A terrible family drama reopens the debate about the coercive sting of ECHR positive obligations
Measures to prevent crime have always been considered part of the positive obligations under Article 2 ECHR (right to life). Their scope is traditionally defined on a case-by-case basis, taking account of other relevant Convention provisions. Since the latter include Article 5 § 1, which allows for exceptions to the right to liberty on certain specifically enumerated grounds, the following question is inevitably asked: Would not a broad interpretation of these exceptions be necessary to ensure effective protection for Article 2?
Not surprisingly, the ECtHR has not excluded this argument (S., V. and A., § 124), for which support may also be found in recent Strasbourg judgments concerning ‘preventive detention’. Thus, McVeigh is no longer an isolated example of a case in which Article 5 § 1 (b) was found to authorise deprivation of liberty “to secure the fulfilment of (a sufficiently specific and concrete) obligation prescribed by law”. Ostendorf shows how this provision may be also used, under certain conditions, to police the obligation not to commit a criminal offence. Moreover, S., V. and A. relied on Lawless to interpret the second limb of Article 5 § 1 (c) (“when it is reasonably considered necessary to prevent … committing an offence”) in a manner that authorises deprivation of liberty not “in connection with criminal proceedings” (despite the link Lawless made between Article 5 § 1 (c) and § 3, which refers to a “trial”). It is true that this precedent has been applied rather sparingly, so far. However, these developments illustrate that the fear expressed about the ‘coercive sting’ of positive ECHR obligations is far from unfounded.
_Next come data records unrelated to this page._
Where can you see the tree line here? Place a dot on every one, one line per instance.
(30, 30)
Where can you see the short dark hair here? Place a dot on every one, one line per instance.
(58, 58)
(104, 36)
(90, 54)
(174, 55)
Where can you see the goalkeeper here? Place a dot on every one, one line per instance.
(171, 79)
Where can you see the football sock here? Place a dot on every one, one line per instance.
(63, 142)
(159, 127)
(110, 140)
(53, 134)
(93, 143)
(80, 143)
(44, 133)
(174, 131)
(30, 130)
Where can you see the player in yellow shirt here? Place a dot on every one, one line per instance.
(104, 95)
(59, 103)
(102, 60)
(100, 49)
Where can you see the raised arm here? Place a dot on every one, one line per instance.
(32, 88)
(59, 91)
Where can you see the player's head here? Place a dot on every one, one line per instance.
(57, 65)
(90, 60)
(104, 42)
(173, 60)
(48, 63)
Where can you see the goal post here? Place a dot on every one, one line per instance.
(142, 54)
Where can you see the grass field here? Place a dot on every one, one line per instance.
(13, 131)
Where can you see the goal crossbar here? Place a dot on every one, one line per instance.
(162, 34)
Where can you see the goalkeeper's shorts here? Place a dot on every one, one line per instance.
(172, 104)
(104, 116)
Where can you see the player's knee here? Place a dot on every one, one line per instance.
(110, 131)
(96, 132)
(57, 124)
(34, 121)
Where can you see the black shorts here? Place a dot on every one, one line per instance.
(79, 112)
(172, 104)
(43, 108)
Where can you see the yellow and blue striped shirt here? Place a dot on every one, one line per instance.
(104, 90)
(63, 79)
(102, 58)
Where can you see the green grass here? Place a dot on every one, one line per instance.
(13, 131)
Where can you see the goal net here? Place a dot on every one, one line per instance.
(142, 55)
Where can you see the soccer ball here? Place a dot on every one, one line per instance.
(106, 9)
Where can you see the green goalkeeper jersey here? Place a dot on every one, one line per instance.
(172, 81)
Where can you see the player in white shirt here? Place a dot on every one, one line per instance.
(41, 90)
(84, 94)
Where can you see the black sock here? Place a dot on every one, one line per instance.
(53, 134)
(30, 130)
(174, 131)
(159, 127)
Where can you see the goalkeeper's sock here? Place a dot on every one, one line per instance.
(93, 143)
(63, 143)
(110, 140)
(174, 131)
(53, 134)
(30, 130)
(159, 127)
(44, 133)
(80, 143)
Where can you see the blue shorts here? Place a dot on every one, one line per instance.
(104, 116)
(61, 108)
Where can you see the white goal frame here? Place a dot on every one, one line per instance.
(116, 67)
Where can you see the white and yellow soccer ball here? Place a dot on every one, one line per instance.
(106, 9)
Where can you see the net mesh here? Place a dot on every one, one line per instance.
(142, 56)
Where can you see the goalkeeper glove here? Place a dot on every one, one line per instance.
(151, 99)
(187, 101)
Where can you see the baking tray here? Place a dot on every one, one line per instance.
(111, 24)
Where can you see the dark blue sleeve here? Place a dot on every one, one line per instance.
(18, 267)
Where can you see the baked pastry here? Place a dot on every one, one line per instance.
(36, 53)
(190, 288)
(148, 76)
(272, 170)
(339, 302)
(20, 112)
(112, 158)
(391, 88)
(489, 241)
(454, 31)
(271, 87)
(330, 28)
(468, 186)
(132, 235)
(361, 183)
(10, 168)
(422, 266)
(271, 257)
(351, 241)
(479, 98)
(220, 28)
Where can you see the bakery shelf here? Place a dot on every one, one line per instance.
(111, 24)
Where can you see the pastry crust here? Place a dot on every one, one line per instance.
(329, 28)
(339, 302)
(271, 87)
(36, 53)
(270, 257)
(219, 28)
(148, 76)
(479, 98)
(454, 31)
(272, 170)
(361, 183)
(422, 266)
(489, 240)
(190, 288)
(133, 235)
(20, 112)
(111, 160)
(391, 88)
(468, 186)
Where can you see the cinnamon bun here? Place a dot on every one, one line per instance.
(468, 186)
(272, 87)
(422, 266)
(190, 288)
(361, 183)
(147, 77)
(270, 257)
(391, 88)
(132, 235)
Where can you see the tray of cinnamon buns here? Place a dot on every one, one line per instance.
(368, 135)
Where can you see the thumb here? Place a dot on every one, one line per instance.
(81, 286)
The dilemmas involved in situations where the right to life is pitted against other Convention-protected interests have been brought to the fore in the Kurt case, recently decided by the Grand Chamber. A father, against whom a barring and protection order had been issued on domestic-violence grounds, murdered his son, having taken him out of the classroom with his teacher’s permission. The application was brought in Strasbourg by the boy’s mother who argued, inter alia, that the father should have been remanded in custody following a criminal complaint lodged against him for rape, bodily harm and dangerous threats. The ECtHR, which reached an overall no-violation-of-Article-2 conclusion, disposed of the above argument by recalling the national courts’ finding that the authorities had acted lawfully in not taking the father into pre-trial detention.
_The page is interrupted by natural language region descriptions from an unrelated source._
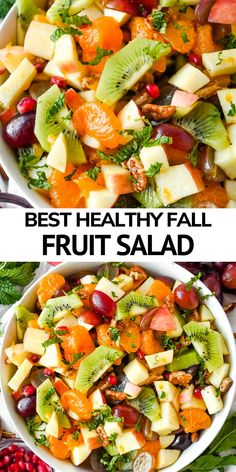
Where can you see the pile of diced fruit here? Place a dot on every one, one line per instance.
(118, 367)
(126, 103)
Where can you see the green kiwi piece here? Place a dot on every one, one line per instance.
(23, 316)
(65, 8)
(133, 305)
(127, 66)
(26, 10)
(205, 125)
(46, 126)
(146, 403)
(94, 366)
(149, 198)
(184, 360)
(47, 401)
(76, 154)
(207, 343)
(56, 308)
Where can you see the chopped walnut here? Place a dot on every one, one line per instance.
(137, 171)
(180, 377)
(225, 385)
(158, 112)
(116, 396)
(103, 436)
(195, 437)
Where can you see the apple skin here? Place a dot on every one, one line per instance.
(223, 12)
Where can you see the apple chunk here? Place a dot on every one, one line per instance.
(178, 182)
(38, 40)
(117, 179)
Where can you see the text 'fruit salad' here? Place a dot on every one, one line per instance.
(126, 103)
(118, 367)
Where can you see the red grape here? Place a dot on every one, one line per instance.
(181, 139)
(186, 299)
(90, 317)
(19, 132)
(130, 415)
(229, 276)
(102, 304)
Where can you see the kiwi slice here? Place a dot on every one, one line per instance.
(146, 403)
(47, 401)
(65, 8)
(26, 10)
(134, 304)
(48, 122)
(23, 316)
(126, 67)
(76, 154)
(205, 125)
(56, 308)
(149, 198)
(184, 360)
(94, 366)
(207, 343)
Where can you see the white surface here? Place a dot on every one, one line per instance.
(173, 271)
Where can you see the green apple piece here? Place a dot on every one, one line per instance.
(23, 316)
(47, 402)
(21, 375)
(16, 354)
(52, 427)
(38, 40)
(17, 83)
(57, 157)
(212, 400)
(205, 313)
(220, 62)
(34, 339)
(160, 358)
(219, 375)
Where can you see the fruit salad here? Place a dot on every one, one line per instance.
(125, 103)
(119, 367)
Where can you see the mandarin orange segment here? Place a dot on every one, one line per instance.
(99, 121)
(159, 290)
(130, 338)
(149, 344)
(58, 447)
(65, 193)
(78, 403)
(48, 286)
(194, 419)
(214, 193)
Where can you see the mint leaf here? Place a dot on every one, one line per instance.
(8, 292)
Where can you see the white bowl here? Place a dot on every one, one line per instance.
(8, 157)
(171, 270)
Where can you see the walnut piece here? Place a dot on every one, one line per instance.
(180, 377)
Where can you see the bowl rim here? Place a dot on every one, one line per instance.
(196, 449)
(7, 155)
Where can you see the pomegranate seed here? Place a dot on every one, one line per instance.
(26, 105)
(13, 448)
(63, 328)
(140, 354)
(197, 393)
(112, 379)
(34, 358)
(39, 66)
(152, 90)
(59, 81)
(195, 59)
(48, 372)
(28, 390)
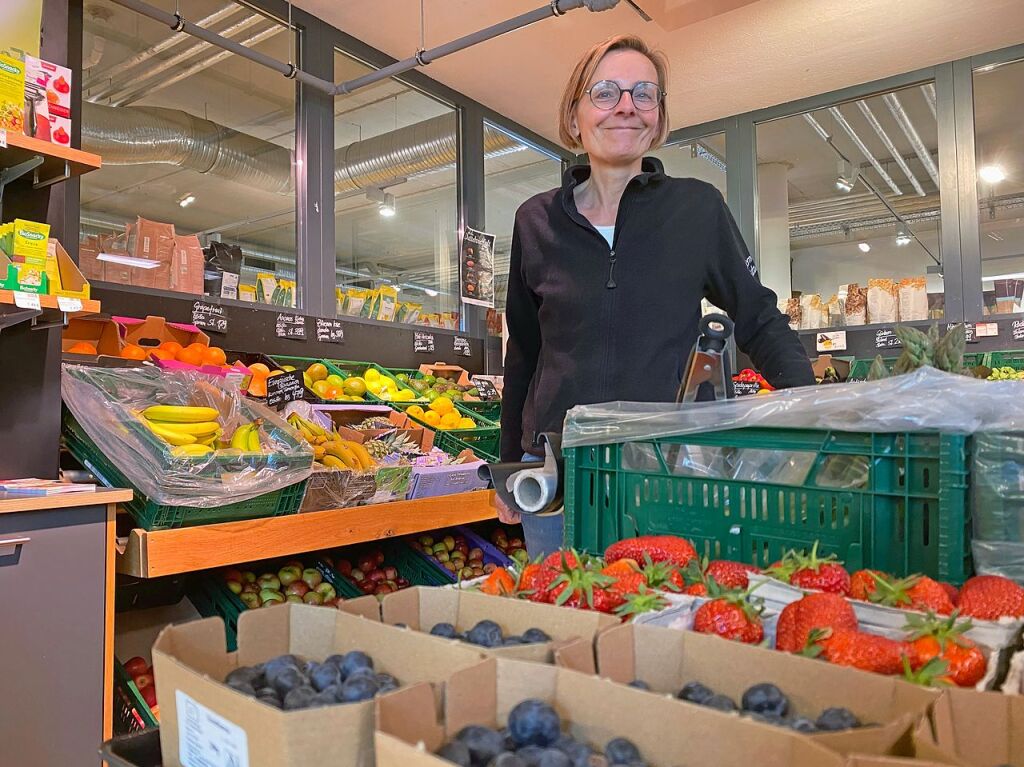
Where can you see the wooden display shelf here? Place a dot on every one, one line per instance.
(151, 554)
(59, 163)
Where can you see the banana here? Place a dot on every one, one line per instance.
(180, 414)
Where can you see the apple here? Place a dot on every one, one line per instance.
(326, 591)
(268, 582)
(136, 666)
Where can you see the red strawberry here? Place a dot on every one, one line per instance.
(991, 597)
(658, 548)
(813, 611)
(933, 638)
(859, 649)
(812, 572)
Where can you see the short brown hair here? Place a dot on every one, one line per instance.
(584, 71)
The Kurt judgment would have, of course, rested on reasonably firmer ground (on this question) had the national courts found that it would have been unlawful to remand the father in custody. However, the Article 5 issue need not have arisen at all, as Kurt provides a good example of how the right to life can be safeguarded without unduly restrictive measures. Today, there is little doubt that the classroom murder would have been avoided with a better risk assessment (one that would not have focused exclusively on the mother, since the father had also ‘threatened’ her with the death of their children), coupled with information-sharing with the school.
However, how far can a body like the Court go in second-guessing, with the benefit of hindsight, operational decisions taken by the domestic authorities in such sensitive cases? The GC was divided, in this respect, between 10 judges who were prepared to recognise, in fact, a large national margin of appreciation and seven judges who wanted to examine whether every “reasonable measure” had been taken that could have had “a real prospect of altering the outcome”.
A different approach could have stressed the structural issues (see also EHRAC’s and Equality Now’s third-party intervention) that contributed to the authorities’ ‘not getting it right’: the failure to use standardised risk-assessment tools (see GREVIO’s intervention), the limited scope of the domestic-violence-related orders and the shortfalls in the Austrian liaison systems (the above points also figure in the GC minority opinion). This would have been fully compatible with the subsidiarity principle. When understood in a constructive, forward-looking manner, the latter should be also about promoting general conditions in member states that favour respect for human rights. And cases of obvious injustice like Kurt provide the perfect opportunity for interpreting subsidiarity in this way.